Art. 69 – Nichtanwendung der von den zuständigen Behörden angeordneten Maßnahmen durch den Unternehmer

REG_2017_625 · über amtliche Kontrollen und andere amtliche Tätigkeiten zur Gewährleistung der Anwendung des Lebens- und Futtermittelrechts und der Vorschriften über Tiergesundheit und Tierschutz, Pflanzengesundheit und Pflanzenschutzmittel, zur Änderung der Verordnungen (EG) Nr. 999/2001, (EG) Nr. 396/2005, (EG) Nr. 1069/2009, (EG) Nr. 1107/2009, (EU) Nr. 1151/2012, (EU) Nr. 652/2014, (EU) 2016/429 und (EU) 2016/2031 des Europäischen Parlaments und des Rates, der Verordnungen (EG) Nr. 1/2005 und (EG) Nr. 1099/2009 des Rates sowie der Richtlinien 98/58/EG, 1999/74/EG, 2007/43/EG, 2008/119/EG und 2008/120/EG des Rates und zur Aufhebung der Verordnungen (EG) Nr. 854/2004 und (EG) Nr. 882/2004 des Europäischen Parlaments und des Rates, der Richtlinien 89/608/EWG, 89/662/EWG, 90/425/EWG, 91/496/EEG, 96/23/EG, 96/93/EG und 97/78/EG des Rates und des Beschlusses 92/438/EWG des Rates (Verordnung über amtliche Kontrollen)

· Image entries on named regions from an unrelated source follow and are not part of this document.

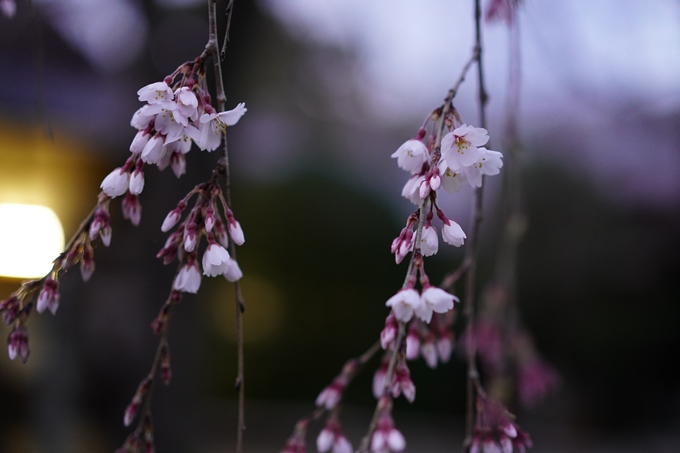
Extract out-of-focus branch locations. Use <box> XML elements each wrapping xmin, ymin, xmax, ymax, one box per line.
<box><xmin>202</xmin><ymin>0</ymin><xmax>246</xmax><ymax>453</ymax></box>
<box><xmin>463</xmin><ymin>0</ymin><xmax>488</xmax><ymax>451</ymax></box>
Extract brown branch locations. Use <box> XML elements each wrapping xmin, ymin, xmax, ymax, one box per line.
<box><xmin>463</xmin><ymin>0</ymin><xmax>488</xmax><ymax>452</ymax></box>
<box><xmin>205</xmin><ymin>0</ymin><xmax>246</xmax><ymax>453</ymax></box>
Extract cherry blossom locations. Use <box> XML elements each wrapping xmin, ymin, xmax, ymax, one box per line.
<box><xmin>223</xmin><ymin>258</ymin><xmax>243</xmax><ymax>283</ymax></box>
<box><xmin>203</xmin><ymin>242</ymin><xmax>231</xmax><ymax>277</ymax></box>
<box><xmin>390</xmin><ymin>139</ymin><xmax>429</xmax><ymax>174</ymax></box>
<box><xmin>7</xmin><ymin>326</ymin><xmax>31</xmax><ymax>363</ymax></box>
<box><xmin>137</xmin><ymin>82</ymin><xmax>174</xmax><ymax>104</ymax></box>
<box><xmin>439</xmin><ymin>160</ymin><xmax>467</xmax><ymax>193</ymax></box>
<box><xmin>161</xmin><ymin>208</ymin><xmax>182</xmax><ymax>233</ymax></box>
<box><xmin>415</xmin><ymin>286</ymin><xmax>459</xmax><ymax>324</ymax></box>
<box><xmin>385</xmin><ymin>288</ymin><xmax>422</xmax><ymax>322</ymax></box>
<box><xmin>229</xmin><ymin>217</ymin><xmax>246</xmax><ymax>245</ymax></box>
<box><xmin>173</xmin><ymin>261</ymin><xmax>201</xmax><ymax>294</ymax></box>
<box><xmin>191</xmin><ymin>102</ymin><xmax>248</xmax><ymax>151</ymax></box>
<box><xmin>442</xmin><ymin>124</ymin><xmax>489</xmax><ymax>170</ymax></box>
<box><xmin>442</xmin><ymin>219</ymin><xmax>467</xmax><ymax>247</ymax></box>
<box><xmin>35</xmin><ymin>277</ymin><xmax>59</xmax><ymax>315</ymax></box>
<box><xmin>420</xmin><ymin>225</ymin><xmax>439</xmax><ymax>256</ymax></box>
<box><xmin>129</xmin><ymin>169</ymin><xmax>144</xmax><ymax>195</ymax></box>
<box><xmin>99</xmin><ymin>167</ymin><xmax>130</xmax><ymax>198</ymax></box>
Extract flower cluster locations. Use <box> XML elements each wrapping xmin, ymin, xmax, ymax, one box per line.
<box><xmin>316</xmin><ymin>416</ymin><xmax>354</xmax><ymax>453</ymax></box>
<box><xmin>392</xmin><ymin>124</ymin><xmax>503</xmax><ymax>204</ymax></box>
<box><xmin>101</xmin><ymin>62</ymin><xmax>247</xmax><ymax>198</ymax></box>
<box><xmin>156</xmin><ymin>179</ymin><xmax>245</xmax><ymax>293</ymax></box>
<box><xmin>371</xmin><ymin>396</ymin><xmax>406</xmax><ymax>453</ymax></box>
<box><xmin>406</xmin><ymin>311</ymin><xmax>455</xmax><ymax>368</ymax></box>
<box><xmin>391</xmin><ymin>120</ymin><xmax>503</xmax><ymax>264</ymax></box>
<box><xmin>390</xmin><ymin>207</ymin><xmax>466</xmax><ymax>264</ymax></box>
<box><xmin>0</xmin><ymin>194</ymin><xmax>111</xmax><ymax>362</ymax></box>
<box><xmin>385</xmin><ymin>285</ymin><xmax>460</xmax><ymax>323</ymax></box>
<box><xmin>470</xmin><ymin>393</ymin><xmax>532</xmax><ymax>453</ymax></box>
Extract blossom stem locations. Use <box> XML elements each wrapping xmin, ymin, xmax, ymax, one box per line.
<box><xmin>463</xmin><ymin>0</ymin><xmax>488</xmax><ymax>452</ymax></box>
<box><xmin>199</xmin><ymin>0</ymin><xmax>246</xmax><ymax>453</ymax></box>
<box><xmin>356</xmin><ymin>192</ymin><xmax>430</xmax><ymax>453</ymax></box>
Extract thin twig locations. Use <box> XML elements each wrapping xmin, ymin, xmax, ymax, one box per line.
<box><xmin>463</xmin><ymin>0</ymin><xmax>488</xmax><ymax>452</ymax></box>
<box><xmin>205</xmin><ymin>0</ymin><xmax>246</xmax><ymax>453</ymax></box>
<box><xmin>220</xmin><ymin>0</ymin><xmax>234</xmax><ymax>61</ymax></box>
<box><xmin>137</xmin><ymin>300</ymin><xmax>175</xmax><ymax>431</ymax></box>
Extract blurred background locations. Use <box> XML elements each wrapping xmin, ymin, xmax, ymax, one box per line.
<box><xmin>0</xmin><ymin>0</ymin><xmax>680</xmax><ymax>453</ymax></box>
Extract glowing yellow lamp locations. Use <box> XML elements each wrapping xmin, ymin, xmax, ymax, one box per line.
<box><xmin>0</xmin><ymin>204</ymin><xmax>64</xmax><ymax>278</ymax></box>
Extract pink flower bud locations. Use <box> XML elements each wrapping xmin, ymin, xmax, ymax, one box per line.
<box><xmin>203</xmin><ymin>208</ymin><xmax>215</xmax><ymax>233</ymax></box>
<box><xmin>161</xmin><ymin>208</ymin><xmax>182</xmax><ymax>233</ymax></box>
<box><xmin>173</xmin><ymin>261</ymin><xmax>201</xmax><ymax>294</ymax></box>
<box><xmin>130</xmin><ymin>170</ymin><xmax>144</xmax><ymax>195</ymax></box>
<box><xmin>36</xmin><ymin>277</ymin><xmax>59</xmax><ymax>315</ymax></box>
<box><xmin>170</xmin><ymin>151</ymin><xmax>187</xmax><ymax>178</ymax></box>
<box><xmin>80</xmin><ymin>241</ymin><xmax>94</xmax><ymax>282</ymax></box>
<box><xmin>122</xmin><ymin>194</ymin><xmax>142</xmax><ymax>226</ymax></box>
<box><xmin>7</xmin><ymin>326</ymin><xmax>31</xmax><ymax>363</ymax></box>
<box><xmin>161</xmin><ymin>343</ymin><xmax>172</xmax><ymax>385</ymax></box>
<box><xmin>406</xmin><ymin>321</ymin><xmax>420</xmax><ymax>360</ymax></box>
<box><xmin>229</xmin><ymin>217</ymin><xmax>246</xmax><ymax>245</ymax></box>
<box><xmin>99</xmin><ymin>225</ymin><xmax>113</xmax><ymax>247</ymax></box>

(1)Der für die Sendung verantwortliche Unternehmer ergreift alle von den zuständigen Behörden gemäß Artikel 66 Absätze 3 und 6 sowie Artikel 67 angeordneten Maßnahmen unverzüglich, spätestens jedoch binnen 60 Tagen nach dem Datum, an dem die zuständigen Behörden ihm ihre Entscheidung gemäß Artikel 66 Absatz 5 mitgeteilt haben. Die zuständigen Behörden können eine kürzere Frist als die Frist von 60 Tagen festlegen.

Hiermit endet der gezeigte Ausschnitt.